W końcu na scenę wchodzi także armia Elfów na czele z żadnym diamentów władcą oraz krasnoludy które chcą odzyskać to co jest im należne. Wychodzą od razu uprzedzenia rasowe pomiędzy niską a wysoką cywilizacją jak w każdym fantasy gdzie są te dwie rasy, mimo próby załagodzenia wszystko pędzi ku eskalacji konfliktu.

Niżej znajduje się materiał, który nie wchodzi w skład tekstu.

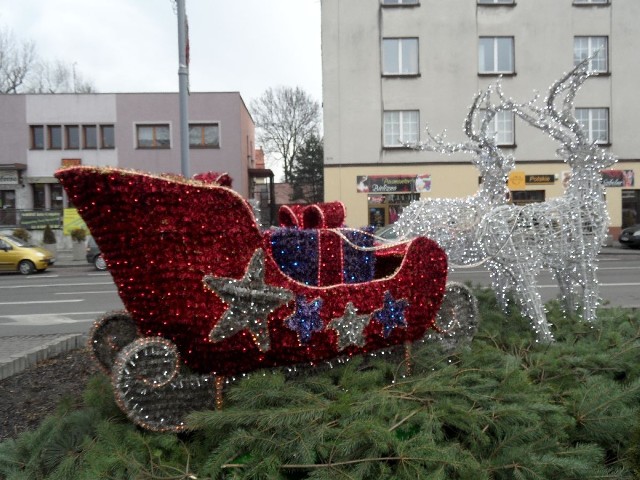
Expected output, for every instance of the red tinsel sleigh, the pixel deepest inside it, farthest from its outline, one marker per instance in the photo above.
(199, 278)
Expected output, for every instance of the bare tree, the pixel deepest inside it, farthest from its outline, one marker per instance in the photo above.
(58, 77)
(16, 61)
(22, 71)
(285, 118)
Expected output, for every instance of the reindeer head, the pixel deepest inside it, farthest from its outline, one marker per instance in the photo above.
(494, 165)
(557, 118)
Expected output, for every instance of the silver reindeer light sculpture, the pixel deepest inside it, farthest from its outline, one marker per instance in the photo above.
(563, 234)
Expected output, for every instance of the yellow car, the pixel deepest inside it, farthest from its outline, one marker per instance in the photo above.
(16, 255)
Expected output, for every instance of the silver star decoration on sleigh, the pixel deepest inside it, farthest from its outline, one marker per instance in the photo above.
(250, 302)
(350, 327)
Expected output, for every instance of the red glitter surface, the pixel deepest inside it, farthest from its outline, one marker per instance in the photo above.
(160, 236)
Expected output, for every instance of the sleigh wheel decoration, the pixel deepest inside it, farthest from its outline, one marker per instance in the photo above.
(209, 295)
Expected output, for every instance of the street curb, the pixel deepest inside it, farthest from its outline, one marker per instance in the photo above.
(21, 361)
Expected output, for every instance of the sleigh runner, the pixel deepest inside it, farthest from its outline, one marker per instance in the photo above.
(206, 291)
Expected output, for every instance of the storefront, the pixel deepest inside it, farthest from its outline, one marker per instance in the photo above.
(388, 195)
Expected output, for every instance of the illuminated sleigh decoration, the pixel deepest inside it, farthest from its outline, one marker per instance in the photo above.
(205, 293)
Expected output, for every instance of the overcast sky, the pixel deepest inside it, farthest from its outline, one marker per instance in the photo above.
(132, 45)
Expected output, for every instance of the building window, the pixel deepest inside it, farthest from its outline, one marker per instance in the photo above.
(501, 128)
(400, 2)
(54, 132)
(153, 136)
(400, 56)
(400, 126)
(37, 137)
(39, 196)
(585, 47)
(495, 55)
(72, 137)
(89, 136)
(204, 135)
(594, 121)
(57, 197)
(107, 136)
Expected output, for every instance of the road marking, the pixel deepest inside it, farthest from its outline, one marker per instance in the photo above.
(82, 293)
(43, 301)
(44, 285)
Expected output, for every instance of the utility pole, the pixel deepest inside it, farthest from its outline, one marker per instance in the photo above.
(183, 77)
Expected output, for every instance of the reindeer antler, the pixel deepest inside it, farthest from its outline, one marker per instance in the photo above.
(476, 127)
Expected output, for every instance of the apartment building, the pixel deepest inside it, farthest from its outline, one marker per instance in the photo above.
(391, 68)
(39, 133)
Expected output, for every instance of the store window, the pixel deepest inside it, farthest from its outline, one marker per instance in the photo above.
(39, 196)
(57, 197)
(400, 56)
(153, 136)
(385, 209)
(204, 135)
(630, 207)
(496, 55)
(523, 197)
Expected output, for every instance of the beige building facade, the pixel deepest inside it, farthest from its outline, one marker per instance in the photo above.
(391, 68)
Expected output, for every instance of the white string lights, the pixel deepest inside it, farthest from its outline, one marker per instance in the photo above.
(563, 234)
(453, 222)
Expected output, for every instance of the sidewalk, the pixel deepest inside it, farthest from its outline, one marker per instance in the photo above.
(18, 353)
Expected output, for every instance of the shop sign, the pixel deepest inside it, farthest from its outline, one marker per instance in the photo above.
(9, 177)
(384, 184)
(618, 178)
(539, 179)
(71, 162)
(516, 181)
(39, 220)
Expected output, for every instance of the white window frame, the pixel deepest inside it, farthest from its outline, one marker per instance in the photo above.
(204, 142)
(495, 44)
(399, 2)
(496, 2)
(584, 46)
(400, 45)
(595, 121)
(400, 126)
(155, 143)
(502, 128)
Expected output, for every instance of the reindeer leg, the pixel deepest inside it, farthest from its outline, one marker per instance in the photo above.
(502, 282)
(567, 284)
(591, 294)
(531, 302)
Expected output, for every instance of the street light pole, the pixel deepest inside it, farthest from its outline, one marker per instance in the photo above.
(183, 77)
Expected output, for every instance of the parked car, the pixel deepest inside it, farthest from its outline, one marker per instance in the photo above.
(17, 255)
(94, 256)
(630, 236)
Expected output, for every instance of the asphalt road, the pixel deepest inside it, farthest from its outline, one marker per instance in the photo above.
(68, 300)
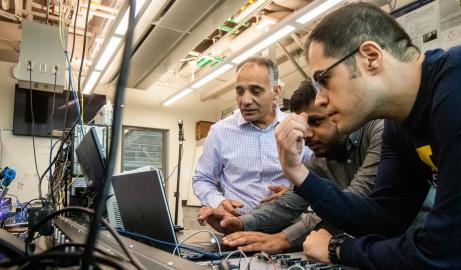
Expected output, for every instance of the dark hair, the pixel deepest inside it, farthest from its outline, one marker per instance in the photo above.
(345, 29)
(263, 61)
(303, 96)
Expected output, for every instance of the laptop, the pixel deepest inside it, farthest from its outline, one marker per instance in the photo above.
(145, 213)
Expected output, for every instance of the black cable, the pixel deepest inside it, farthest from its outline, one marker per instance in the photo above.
(79, 89)
(61, 146)
(52, 257)
(29, 65)
(106, 224)
(51, 133)
(73, 40)
(47, 11)
(78, 245)
(22, 209)
(115, 136)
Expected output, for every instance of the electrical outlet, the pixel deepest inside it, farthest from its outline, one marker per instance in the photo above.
(30, 65)
(42, 67)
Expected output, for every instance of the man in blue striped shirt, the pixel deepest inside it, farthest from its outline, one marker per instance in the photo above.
(240, 151)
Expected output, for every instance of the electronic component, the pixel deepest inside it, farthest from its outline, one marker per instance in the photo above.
(42, 60)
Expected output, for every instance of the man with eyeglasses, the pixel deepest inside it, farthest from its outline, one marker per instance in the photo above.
(366, 67)
(350, 161)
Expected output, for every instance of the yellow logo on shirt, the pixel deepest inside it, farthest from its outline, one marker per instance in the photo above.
(425, 153)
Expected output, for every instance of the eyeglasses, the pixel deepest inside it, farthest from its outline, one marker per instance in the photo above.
(319, 76)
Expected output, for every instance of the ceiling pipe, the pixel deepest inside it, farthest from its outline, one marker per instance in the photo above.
(293, 61)
(229, 85)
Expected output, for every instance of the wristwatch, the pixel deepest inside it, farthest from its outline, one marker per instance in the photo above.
(335, 242)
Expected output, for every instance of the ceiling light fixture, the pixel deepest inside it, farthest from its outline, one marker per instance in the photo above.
(123, 25)
(212, 75)
(108, 52)
(178, 96)
(246, 12)
(91, 82)
(318, 10)
(109, 49)
(264, 43)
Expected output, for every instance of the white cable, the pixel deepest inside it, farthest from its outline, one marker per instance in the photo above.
(236, 251)
(296, 266)
(201, 231)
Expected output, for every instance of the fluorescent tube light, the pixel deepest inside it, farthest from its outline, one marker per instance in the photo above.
(123, 25)
(108, 53)
(178, 96)
(318, 10)
(248, 10)
(91, 82)
(212, 75)
(264, 43)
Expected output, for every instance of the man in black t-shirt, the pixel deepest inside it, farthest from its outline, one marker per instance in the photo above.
(365, 67)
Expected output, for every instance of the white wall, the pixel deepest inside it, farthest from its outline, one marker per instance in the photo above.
(167, 119)
(17, 150)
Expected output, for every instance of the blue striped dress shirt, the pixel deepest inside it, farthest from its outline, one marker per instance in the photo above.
(243, 158)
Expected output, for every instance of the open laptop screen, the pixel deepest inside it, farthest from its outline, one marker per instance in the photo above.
(143, 205)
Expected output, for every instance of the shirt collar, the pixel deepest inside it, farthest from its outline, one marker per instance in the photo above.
(278, 116)
(353, 140)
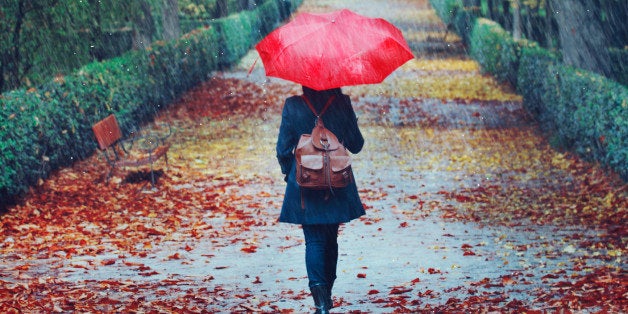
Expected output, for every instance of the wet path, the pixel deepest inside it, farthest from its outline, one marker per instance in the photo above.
(451, 175)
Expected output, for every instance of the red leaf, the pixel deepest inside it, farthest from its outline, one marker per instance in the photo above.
(249, 249)
(108, 262)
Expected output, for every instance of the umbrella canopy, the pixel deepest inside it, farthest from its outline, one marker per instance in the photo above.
(336, 49)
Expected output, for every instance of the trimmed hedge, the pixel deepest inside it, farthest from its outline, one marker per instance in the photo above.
(49, 127)
(495, 50)
(583, 111)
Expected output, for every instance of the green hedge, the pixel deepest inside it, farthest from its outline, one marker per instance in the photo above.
(495, 50)
(49, 127)
(584, 112)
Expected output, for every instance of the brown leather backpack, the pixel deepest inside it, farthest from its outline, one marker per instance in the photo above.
(322, 162)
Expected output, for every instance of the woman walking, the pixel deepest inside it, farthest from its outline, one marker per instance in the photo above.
(319, 212)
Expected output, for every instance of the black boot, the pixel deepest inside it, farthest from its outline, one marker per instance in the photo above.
(321, 299)
(330, 301)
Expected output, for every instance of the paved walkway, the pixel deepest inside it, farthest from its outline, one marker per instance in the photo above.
(452, 192)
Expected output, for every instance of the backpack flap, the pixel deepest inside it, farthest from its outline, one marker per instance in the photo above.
(313, 162)
(324, 139)
(339, 163)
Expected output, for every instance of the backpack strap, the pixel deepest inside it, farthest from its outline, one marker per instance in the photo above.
(309, 104)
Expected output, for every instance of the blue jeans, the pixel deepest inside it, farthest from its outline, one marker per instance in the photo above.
(321, 253)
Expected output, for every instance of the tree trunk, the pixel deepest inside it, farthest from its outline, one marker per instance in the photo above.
(170, 19)
(582, 39)
(221, 8)
(144, 26)
(516, 19)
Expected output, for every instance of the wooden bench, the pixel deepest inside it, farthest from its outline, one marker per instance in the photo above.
(136, 151)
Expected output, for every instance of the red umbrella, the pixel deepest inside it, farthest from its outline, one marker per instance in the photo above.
(336, 49)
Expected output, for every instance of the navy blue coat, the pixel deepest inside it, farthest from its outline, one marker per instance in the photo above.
(344, 204)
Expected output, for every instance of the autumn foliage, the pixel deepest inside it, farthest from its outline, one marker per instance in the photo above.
(477, 211)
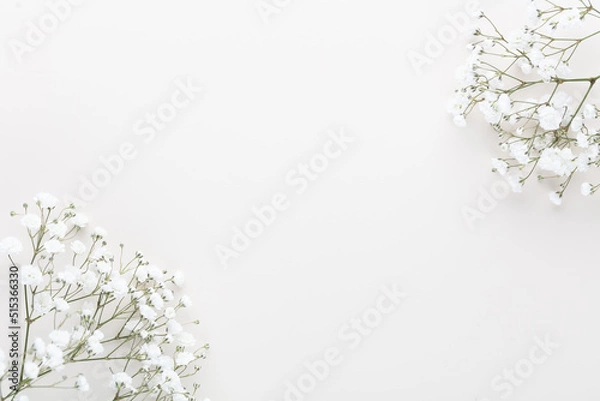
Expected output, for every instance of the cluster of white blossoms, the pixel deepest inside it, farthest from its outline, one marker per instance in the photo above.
(523, 85)
(83, 305)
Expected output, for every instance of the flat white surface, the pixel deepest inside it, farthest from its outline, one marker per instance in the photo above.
(387, 211)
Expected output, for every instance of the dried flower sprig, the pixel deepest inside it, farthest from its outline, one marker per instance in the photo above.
(523, 84)
(85, 305)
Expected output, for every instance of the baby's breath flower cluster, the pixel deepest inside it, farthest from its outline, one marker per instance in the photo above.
(523, 84)
(85, 305)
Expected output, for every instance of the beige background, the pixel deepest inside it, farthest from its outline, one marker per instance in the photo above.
(387, 211)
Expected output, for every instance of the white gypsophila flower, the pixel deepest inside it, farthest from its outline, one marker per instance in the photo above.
(89, 281)
(69, 275)
(54, 246)
(31, 370)
(60, 337)
(133, 325)
(78, 247)
(117, 286)
(45, 200)
(32, 222)
(121, 380)
(31, 275)
(586, 189)
(173, 327)
(558, 161)
(11, 246)
(549, 117)
(555, 198)
(185, 339)
(42, 303)
(58, 230)
(79, 220)
(583, 141)
(82, 384)
(184, 358)
(94, 345)
(61, 304)
(186, 301)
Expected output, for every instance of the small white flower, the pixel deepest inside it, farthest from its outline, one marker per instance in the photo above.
(32, 222)
(586, 189)
(45, 200)
(555, 198)
(117, 286)
(31, 275)
(11, 246)
(54, 357)
(147, 312)
(54, 246)
(80, 220)
(58, 230)
(583, 140)
(78, 247)
(186, 301)
(31, 370)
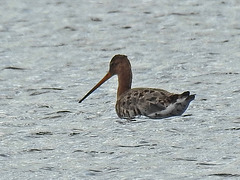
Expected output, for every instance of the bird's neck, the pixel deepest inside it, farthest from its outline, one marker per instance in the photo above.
(124, 82)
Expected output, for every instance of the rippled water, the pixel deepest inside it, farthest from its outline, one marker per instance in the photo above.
(53, 52)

Chaos który pojawia się później nie jest żaden sposób do opanowania, jeszcze w scenie ze smokiem było to do zrobienia ale w przypadku tyle postaci naraz nie ma żadnej możliwości by w filmie Jacksona było to wykonane prawidłowo. Akcja przeskakuje z postaci na postać, z miejsca na miejsce a my musimy oglądać niemożliwe do wykonania akrobacje&ataki i miliony dodanych komputerowo postaci. A w tym całym chaosie zapominano o jednym- o tym że jest to film o Hobbicie. Nie jest to film to krasnoludach, elfach, trolach, gremlinach, magicznych orłach, pająkach, ale to Bilbo Baginsie, o jego przygodzie oraz o tym jak odbył podróż tam i z powrotem, zamiast tego widzimy Legolasa który pokonuje grawitację, miliony różnych armii oraz bohaterów którzy zabijają więcej przeciwników niż słynne bitwy ilościowe we Władcy Pierścieni . A zatem co się dzieje z Bilbem? Leży nieprzytomny od wykonanym na niego luju ogłuszaczu przez jednego Orka i odzyskuje świadomość prawie pod koniec filmu.


"Hajz się musi zgadzać"
                                          


Mimo tylu błędów i rażących myślącego widza rzeczy film miał parę szczegółów które wychodzą mu na plus, a mianowicie świetne stroje oraz porządna gra aktorska. Nie jest to poziom poprzedniego filmu ale wciąż się broni. Porównując jednak tą część i dwie poprzednie to widać że po drodze reżyser utracił tą magię Tolkiena, magię która wręcz przykuwała do ekranu. Dopiero w ostatnim momencie, ostatniej scenie filmu można poczuć że było to niezwykła przygoda, raz gorsza, raz lepsza ale przygoda którą przeżywaliśmy wraz z głównym bohaterem, małą postacią która dokonała wielkich czynów.

Czy jeśli mógłbym cofnąć czas i iść na ten film jeszcze raz to czy zrobiłbym to ponownie? Jak najbardziej, pod warunkiem że zobaczyłbym od początku całą Trylogię.